BTW, besides having to rotate this switch only 22.5 degrees,it turns very
smoothly. I fiddled with the spring tension and lubed it for just the
right
amount of torque without being sloppy.
In the 1970's, I started with a rotary switch, but didn't like it. I used
push buttons from a telephone line switch. When the PB mechanical lock
switches were wired with shielded wire, it worked good enough at least up
through 40.
In the 1980's, I built a push button box with the buttons like a key pad. I
hated it. I changed to in line buttons.
When we got seriously into contesting, I built boxes that buttons in a
circle small enough to be worked with a thumb while resting a hand on the
box, and a sloped front panel with no cabinet lip to get in the way. They
have LED's by each button outside of the button circle so a thumb doesn't
always block the lights.
The actual antenna group selection is on a rotary, which puts any array into
any ear in stereo, and can lock a primary direction like NE or NW. These
switches run a matrix that is all passive components, allowing any antenna
into up to four output channels, and also allows the same antenna to be used
by all output channels. This is an expandable matrix that could do 1, 2, 4,
or 8 output channels and as many input ports as anyone wants within reason
(maybe 30 or 40 is the limit).
I did this with strong push-pull low noise line amps, and it won't overload
even with my own TX running. I don't (and won't) bridge across lines because
of IMD and noise limitations.
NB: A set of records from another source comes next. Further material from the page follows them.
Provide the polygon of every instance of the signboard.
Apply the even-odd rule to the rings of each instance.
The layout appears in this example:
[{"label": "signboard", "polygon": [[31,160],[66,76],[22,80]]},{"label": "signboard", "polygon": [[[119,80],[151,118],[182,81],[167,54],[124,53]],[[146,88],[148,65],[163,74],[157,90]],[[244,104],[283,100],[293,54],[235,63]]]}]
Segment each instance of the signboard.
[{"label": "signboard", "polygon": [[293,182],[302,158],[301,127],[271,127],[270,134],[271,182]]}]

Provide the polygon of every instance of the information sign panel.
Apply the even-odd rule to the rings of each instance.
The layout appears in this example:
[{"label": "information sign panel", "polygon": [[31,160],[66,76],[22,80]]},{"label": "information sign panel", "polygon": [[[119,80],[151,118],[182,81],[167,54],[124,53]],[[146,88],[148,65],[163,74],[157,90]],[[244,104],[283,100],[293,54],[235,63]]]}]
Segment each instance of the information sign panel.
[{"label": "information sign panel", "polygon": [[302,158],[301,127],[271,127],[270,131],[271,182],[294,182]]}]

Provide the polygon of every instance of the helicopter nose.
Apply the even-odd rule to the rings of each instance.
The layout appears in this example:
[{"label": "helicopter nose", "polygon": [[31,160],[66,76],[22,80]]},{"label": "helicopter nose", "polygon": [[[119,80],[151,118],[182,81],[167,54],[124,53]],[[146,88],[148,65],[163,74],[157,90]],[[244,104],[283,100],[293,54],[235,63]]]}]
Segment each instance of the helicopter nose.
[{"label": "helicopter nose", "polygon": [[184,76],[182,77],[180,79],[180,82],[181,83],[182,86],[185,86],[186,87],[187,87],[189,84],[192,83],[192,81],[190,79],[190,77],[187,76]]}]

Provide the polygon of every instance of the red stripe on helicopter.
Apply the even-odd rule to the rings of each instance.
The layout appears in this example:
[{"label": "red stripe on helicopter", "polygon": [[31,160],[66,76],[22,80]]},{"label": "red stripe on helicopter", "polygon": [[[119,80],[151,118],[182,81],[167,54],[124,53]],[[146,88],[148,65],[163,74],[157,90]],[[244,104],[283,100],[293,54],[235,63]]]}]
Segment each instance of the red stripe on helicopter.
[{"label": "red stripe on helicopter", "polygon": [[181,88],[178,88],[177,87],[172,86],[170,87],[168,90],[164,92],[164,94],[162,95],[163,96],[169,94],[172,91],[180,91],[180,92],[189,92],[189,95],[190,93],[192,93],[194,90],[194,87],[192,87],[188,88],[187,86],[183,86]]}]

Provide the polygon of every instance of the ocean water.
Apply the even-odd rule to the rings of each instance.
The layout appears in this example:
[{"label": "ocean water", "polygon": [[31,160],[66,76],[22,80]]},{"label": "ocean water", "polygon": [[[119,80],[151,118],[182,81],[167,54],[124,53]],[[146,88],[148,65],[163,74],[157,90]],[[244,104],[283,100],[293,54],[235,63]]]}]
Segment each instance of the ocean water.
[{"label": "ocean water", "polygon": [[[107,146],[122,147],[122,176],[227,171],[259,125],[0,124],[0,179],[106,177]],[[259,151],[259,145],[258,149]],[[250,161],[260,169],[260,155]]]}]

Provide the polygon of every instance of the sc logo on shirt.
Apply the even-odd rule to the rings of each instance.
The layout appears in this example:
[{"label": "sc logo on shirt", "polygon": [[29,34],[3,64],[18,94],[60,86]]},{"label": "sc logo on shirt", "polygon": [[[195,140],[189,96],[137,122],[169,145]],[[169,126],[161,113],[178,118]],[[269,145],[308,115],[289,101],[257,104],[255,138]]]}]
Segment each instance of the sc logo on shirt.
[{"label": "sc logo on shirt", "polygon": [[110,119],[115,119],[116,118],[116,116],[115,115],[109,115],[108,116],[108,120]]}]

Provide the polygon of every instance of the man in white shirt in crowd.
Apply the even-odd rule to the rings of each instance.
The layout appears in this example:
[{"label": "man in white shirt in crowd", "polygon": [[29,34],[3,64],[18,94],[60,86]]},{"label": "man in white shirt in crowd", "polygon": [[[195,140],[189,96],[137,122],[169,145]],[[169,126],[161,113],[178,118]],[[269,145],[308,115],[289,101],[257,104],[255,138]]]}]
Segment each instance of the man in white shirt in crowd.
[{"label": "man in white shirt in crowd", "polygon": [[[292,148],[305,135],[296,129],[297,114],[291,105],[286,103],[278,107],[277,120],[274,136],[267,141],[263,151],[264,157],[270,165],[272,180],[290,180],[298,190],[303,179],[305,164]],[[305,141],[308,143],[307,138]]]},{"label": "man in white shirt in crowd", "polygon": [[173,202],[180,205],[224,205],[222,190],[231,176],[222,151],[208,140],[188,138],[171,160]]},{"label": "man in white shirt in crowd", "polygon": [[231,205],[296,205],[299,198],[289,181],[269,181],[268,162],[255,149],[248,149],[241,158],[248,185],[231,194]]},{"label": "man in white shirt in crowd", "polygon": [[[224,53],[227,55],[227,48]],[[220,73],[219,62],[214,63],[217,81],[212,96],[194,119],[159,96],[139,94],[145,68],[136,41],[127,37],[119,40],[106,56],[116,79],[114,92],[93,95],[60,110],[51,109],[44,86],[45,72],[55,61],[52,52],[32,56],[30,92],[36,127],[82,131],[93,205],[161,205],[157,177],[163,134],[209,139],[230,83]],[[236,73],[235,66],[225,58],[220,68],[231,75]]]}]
It is real quiet here in winter, so I have to
be careful with dynamic range.
I have field relay boxes that allow up to two directions to be picked from
any antenna hub at the same time and the NE antennas are available
completely independent with as many receivers as anyone wants at the same
time.
My boxes stay connected year in and year out, through thunderstorms and
everything, and unless lightning actually hits an antenna (which has
happened a few times in 15 years) they stay connected and working.